An innovative voice-activated interface for radio-controlled model sailboats has been designed by four Wright State University biomedical engineering students.
As part of their senior design capstone project, Christopher Stutz, Reilly Matsumoto, Grant Gilliam and William Moore outfitted the vessel with an adaptive device under the direction of David Kender, senior lecturer emeritus of biomedical engineering.
“Adaptive devices can be incorporated into radio-control radios so that afflicted sailors can once again enjoy the hobby and sport of model yachting,” said Kender.
The transmitter/receiver system in a model sailboat creates a series of pulses that control the rotation of the rudder and the position motors of the sail’s winch.
Normally, the signals are controlled by a joystick; however, with the adaptive interface, persons afflicted by quadriplegia will now be able to control their own RC models using only voice commands.
The Wright State team employed an inexpensive micro-controller widely used by modelers, amateur radio operators, artists and musicians to create an adaptive device. It is easily programmed using a personal computer.
The adaptive device includes the micro-controller, switches, a battery and a stripboard with soldered connections, all contained in a 3D-printed box.
Over the Fall Semester and the first half of the Spring Semester, the team of undergraduate students worked on the initial design specifications, software development, proof-of-concept, prototype implementation and finally a working operational model.
The team then worked to expand the control signals to respond to voice recognition commands, adding a microphone, a 9-volt battery and a connecting cable to the device.

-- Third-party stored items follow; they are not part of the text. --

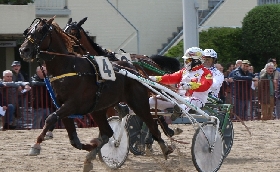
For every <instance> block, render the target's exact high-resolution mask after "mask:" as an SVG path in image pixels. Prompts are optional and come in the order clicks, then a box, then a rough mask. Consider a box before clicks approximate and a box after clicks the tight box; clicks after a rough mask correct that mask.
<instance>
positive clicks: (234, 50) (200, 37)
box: [165, 28, 243, 64]
mask: <svg viewBox="0 0 280 172" xmlns="http://www.w3.org/2000/svg"><path fill="white" fill-rule="evenodd" d="M240 41H241V29H240V28H209V29H208V30H206V31H202V32H200V33H199V47H200V48H201V49H206V48H211V49H214V50H215V51H216V52H217V53H218V62H219V63H222V64H226V63H232V62H235V61H236V60H238V59H242V58H243V54H242V47H241V44H240ZM183 54H184V46H183V41H181V42H180V43H178V44H177V46H174V47H172V48H171V49H169V51H168V52H167V53H166V54H165V55H166V56H170V57H182V56H183Z"/></svg>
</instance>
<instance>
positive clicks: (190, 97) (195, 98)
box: [149, 95, 203, 112]
mask: <svg viewBox="0 0 280 172" xmlns="http://www.w3.org/2000/svg"><path fill="white" fill-rule="evenodd" d="M184 99H185V100H187V101H189V102H190V103H191V104H192V105H194V106H196V107H198V108H201V107H202V106H203V103H202V101H201V100H199V99H198V98H196V97H184ZM156 101H157V109H159V110H165V109H167V108H173V107H174V105H175V104H173V103H171V102H169V101H165V100H163V99H161V98H160V96H159V95H157V96H156V97H150V98H149V103H150V108H154V109H155V106H156ZM180 106H181V107H182V106H183V107H184V108H185V110H186V111H187V112H188V111H189V110H190V109H191V108H189V107H188V106H187V105H185V104H180Z"/></svg>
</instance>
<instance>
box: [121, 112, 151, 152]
mask: <svg viewBox="0 0 280 172" xmlns="http://www.w3.org/2000/svg"><path fill="white" fill-rule="evenodd" d="M143 124H144V123H143V121H142V120H141V119H140V118H139V117H138V116H136V115H130V116H129V117H128V121H127V125H126V127H127V130H128V134H129V150H130V152H132V153H133V154H134V155H143V154H144V153H145V137H146V135H147V132H148V129H147V128H145V127H147V126H146V125H143Z"/></svg>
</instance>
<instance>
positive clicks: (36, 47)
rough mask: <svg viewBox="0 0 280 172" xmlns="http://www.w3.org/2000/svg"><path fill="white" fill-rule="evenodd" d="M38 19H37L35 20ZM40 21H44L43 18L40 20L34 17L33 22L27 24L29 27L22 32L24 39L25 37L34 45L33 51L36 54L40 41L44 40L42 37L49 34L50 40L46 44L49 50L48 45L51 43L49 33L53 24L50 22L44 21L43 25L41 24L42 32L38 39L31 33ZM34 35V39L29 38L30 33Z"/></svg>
mask: <svg viewBox="0 0 280 172" xmlns="http://www.w3.org/2000/svg"><path fill="white" fill-rule="evenodd" d="M37 20H39V21H37ZM36 21H37V23H36V24H35V25H34V26H33V27H32V25H33V24H34V23H35V22H36ZM41 22H45V21H44V20H42V19H41V18H36V19H34V20H33V22H32V23H31V25H30V26H29V28H27V29H26V30H25V31H24V32H23V35H24V36H25V39H27V40H28V41H30V42H31V43H32V44H33V45H34V49H35V51H34V53H36V55H38V54H39V53H40V47H41V44H42V42H43V41H44V39H45V38H46V37H47V36H48V35H50V36H49V37H50V41H49V44H48V48H47V51H49V50H50V45H51V43H52V36H51V33H52V31H53V26H52V25H51V24H48V23H44V25H43V26H42V29H41V31H40V32H41V34H42V38H41V39H40V40H39V41H38V39H37V38H36V34H33V32H35V31H36V28H37V27H38V25H39V24H40V23H41ZM32 34H33V35H34V39H32V38H31V35H32Z"/></svg>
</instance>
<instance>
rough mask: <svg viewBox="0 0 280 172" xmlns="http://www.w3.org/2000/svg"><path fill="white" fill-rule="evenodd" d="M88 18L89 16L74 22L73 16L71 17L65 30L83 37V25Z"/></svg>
mask: <svg viewBox="0 0 280 172" xmlns="http://www.w3.org/2000/svg"><path fill="white" fill-rule="evenodd" d="M86 20H87V17H85V18H83V19H82V20H81V21H79V22H78V23H77V22H72V18H69V20H68V22H67V24H66V27H65V28H64V29H63V30H64V32H66V33H68V34H70V35H72V36H75V37H76V38H77V39H79V40H80V39H81V32H83V28H82V27H81V26H82V25H83V24H84V23H85V21H86Z"/></svg>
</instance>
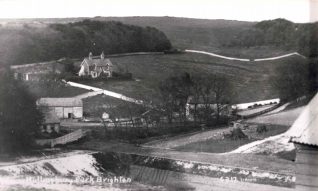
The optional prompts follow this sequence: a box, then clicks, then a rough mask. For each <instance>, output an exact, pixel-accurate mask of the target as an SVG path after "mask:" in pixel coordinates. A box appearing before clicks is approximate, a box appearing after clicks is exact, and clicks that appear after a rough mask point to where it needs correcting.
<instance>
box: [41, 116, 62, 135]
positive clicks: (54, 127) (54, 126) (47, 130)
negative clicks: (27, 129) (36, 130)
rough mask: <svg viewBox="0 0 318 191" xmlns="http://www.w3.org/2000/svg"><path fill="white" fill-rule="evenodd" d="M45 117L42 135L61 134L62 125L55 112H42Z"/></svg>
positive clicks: (42, 126) (44, 117) (41, 131)
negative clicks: (42, 133)
mask: <svg viewBox="0 0 318 191" xmlns="http://www.w3.org/2000/svg"><path fill="white" fill-rule="evenodd" d="M42 113H43V115H44V120H43V123H42V125H41V132H42V133H53V132H55V133H59V132H60V123H61V120H60V119H59V118H58V117H57V115H56V114H55V112H50V111H46V112H45V111H44V112H42Z"/></svg>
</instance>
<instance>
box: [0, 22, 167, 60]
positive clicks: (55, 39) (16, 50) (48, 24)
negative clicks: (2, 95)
mask: <svg viewBox="0 0 318 191" xmlns="http://www.w3.org/2000/svg"><path fill="white" fill-rule="evenodd" d="M29 22H31V20H29ZM32 23H33V22H31V24H27V23H24V24H22V23H20V25H19V26H2V27H0V66H4V65H19V64H26V63H34V62H41V61H49V60H57V59H60V58H63V57H67V58H77V57H84V56H86V55H88V53H89V52H94V53H95V54H100V53H101V52H102V51H104V53H105V54H112V53H127V52H140V51H144V52H156V51H164V50H168V49H170V48H171V43H170V41H169V40H168V39H167V37H166V36H165V34H164V33H163V32H161V31H159V30H158V29H156V28H154V27H140V26H135V25H125V24H122V23H120V22H115V21H109V22H101V21H91V20H83V21H80V22H74V23H68V24H59V23H52V24H46V25H44V26H41V27H40V26H33V25H32Z"/></svg>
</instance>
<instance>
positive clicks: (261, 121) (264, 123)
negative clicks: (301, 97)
mask: <svg viewBox="0 0 318 191" xmlns="http://www.w3.org/2000/svg"><path fill="white" fill-rule="evenodd" d="M303 109H304V107H298V108H295V109H290V110H285V111H282V112H279V113H275V114H270V115H261V116H259V117H256V118H253V119H249V120H247V122H249V123H258V124H276V125H286V126H291V125H292V124H293V123H294V121H295V120H296V119H297V117H298V116H299V114H300V113H301V111H302V110H303Z"/></svg>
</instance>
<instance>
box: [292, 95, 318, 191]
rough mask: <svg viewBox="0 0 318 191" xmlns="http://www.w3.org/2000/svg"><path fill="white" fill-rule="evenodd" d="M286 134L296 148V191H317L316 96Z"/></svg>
mask: <svg viewBox="0 0 318 191" xmlns="http://www.w3.org/2000/svg"><path fill="white" fill-rule="evenodd" d="M287 134H288V135H289V136H290V137H291V142H293V143H294V144H295V147H296V161H295V163H296V190H318V94H316V96H315V97H314V98H313V99H312V100H311V101H310V102H309V103H308V105H307V106H306V107H305V109H304V110H303V112H302V113H301V114H300V115H299V117H298V118H297V119H296V121H295V122H294V124H293V125H292V127H291V128H290V130H289V131H288V132H287Z"/></svg>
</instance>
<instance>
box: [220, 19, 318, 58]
mask: <svg viewBox="0 0 318 191" xmlns="http://www.w3.org/2000/svg"><path fill="white" fill-rule="evenodd" d="M317 44H318V22H315V23H304V24H301V23H293V22H290V21H288V20H285V19H275V20H267V21H261V22H258V23H256V24H255V25H254V26H253V28H252V29H246V30H244V31H242V32H241V33H240V34H239V35H237V36H236V37H235V38H234V39H232V40H231V41H230V42H228V43H227V44H225V45H226V46H239V47H253V46H264V45H270V46H276V47H280V48H283V49H286V50H294V51H298V52H300V53H301V54H304V55H305V56H307V57H317V56H318V47H317Z"/></svg>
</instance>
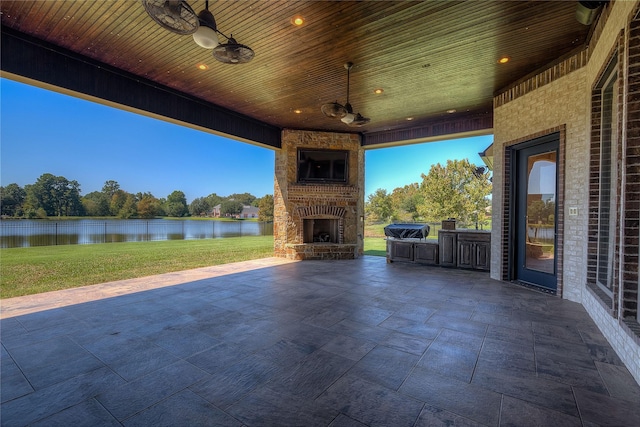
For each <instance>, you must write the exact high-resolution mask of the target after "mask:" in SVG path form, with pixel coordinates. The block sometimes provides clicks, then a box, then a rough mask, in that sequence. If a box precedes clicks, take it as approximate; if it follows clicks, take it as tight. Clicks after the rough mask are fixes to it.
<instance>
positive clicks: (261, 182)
mask: <svg viewBox="0 0 640 427" xmlns="http://www.w3.org/2000/svg"><path fill="white" fill-rule="evenodd" d="M492 141H493V136H483V137H474V138H466V139H462V140H453V141H446V142H440V143H429V144H414V145H409V146H404V147H397V148H385V149H377V150H368V151H367V152H366V154H365V156H366V157H365V181H366V182H365V192H366V194H367V195H368V194H370V193H372V192H374V191H375V190H376V189H378V188H384V189H386V190H387V191H388V192H391V191H393V189H394V188H396V187H401V186H404V185H406V184H410V183H412V182H419V181H420V180H421V179H420V174H421V173H427V172H428V171H429V168H430V167H431V164H433V163H443V164H444V163H445V162H446V161H447V159H448V158H456V159H463V158H468V159H469V161H471V162H472V163H475V164H478V165H479V164H481V163H482V161H481V160H480V157H479V156H478V152H480V151H482V150H484V149H485V148H486V147H487V146H489V144H491V142H492ZM0 144H1V145H0V183H1V185H3V186H6V185H8V184H11V183H17V184H18V185H20V186H22V187H24V186H25V185H26V184H33V183H34V182H35V181H36V180H37V179H38V177H39V176H40V175H42V174H43V173H51V174H53V175H56V176H64V177H65V178H67V179H69V180H76V181H78V182H79V183H80V186H81V194H82V195H85V194H87V193H90V192H92V191H100V190H101V189H102V186H103V185H104V183H105V181H108V180H114V181H117V182H118V183H119V184H120V187H121V188H122V189H123V190H125V191H128V192H130V193H138V192H150V193H152V194H153V195H154V196H156V197H158V198H160V197H167V196H168V195H169V194H170V193H171V192H173V191H174V190H180V191H183V192H184V193H185V195H186V197H187V201H188V202H191V201H192V200H193V199H194V198H196V197H204V196H207V195H209V194H211V193H217V194H218V195H220V196H228V195H230V194H233V193H245V192H247V193H251V194H253V195H254V196H256V197H262V196H264V195H265V194H273V173H274V159H275V152H274V151H273V150H270V149H267V148H263V147H258V146H254V145H251V144H247V143H244V142H238V141H234V140H232V139H227V138H223V137H219V136H216V135H212V134H209V133H205V132H200V131H197V130H193V129H189V128H186V127H182V126H178V125H174V124H171V123H167V122H164V121H161V120H156V119H152V118H149V117H145V116H141V115H138V114H133V113H129V112H126V111H122V110H119V109H117V108H112V107H107V106H104V105H101V104H97V103H93V102H90V101H85V100H82V99H79V98H75V97H72V96H68V95H62V94H59V93H56V92H52V91H48V90H45V89H40V88H37V87H33V86H30V85H26V84H23V83H18V82H15V81H12V80H8V79H5V78H1V79H0ZM452 156H453V157H452Z"/></svg>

On April 3, the team successfully demonstrated a voice-commanded model sailboat on the Miami Valley Model Yacht Club sailing pond at Deer Meadow Park in Moraine.
The students expect to complete the final design, implementation and documentation are expected by the end of Spring Semester. The team plans to release the results publicly so others may benefit from the design.
Although retired from active classroom teaching in 2017, Kender still serves as an advisor for Capstone Senior Design Project teams in the Wright State College of Engineering and Computer Science. Currently, he also fulfills the duties of sail master for the model yacht club.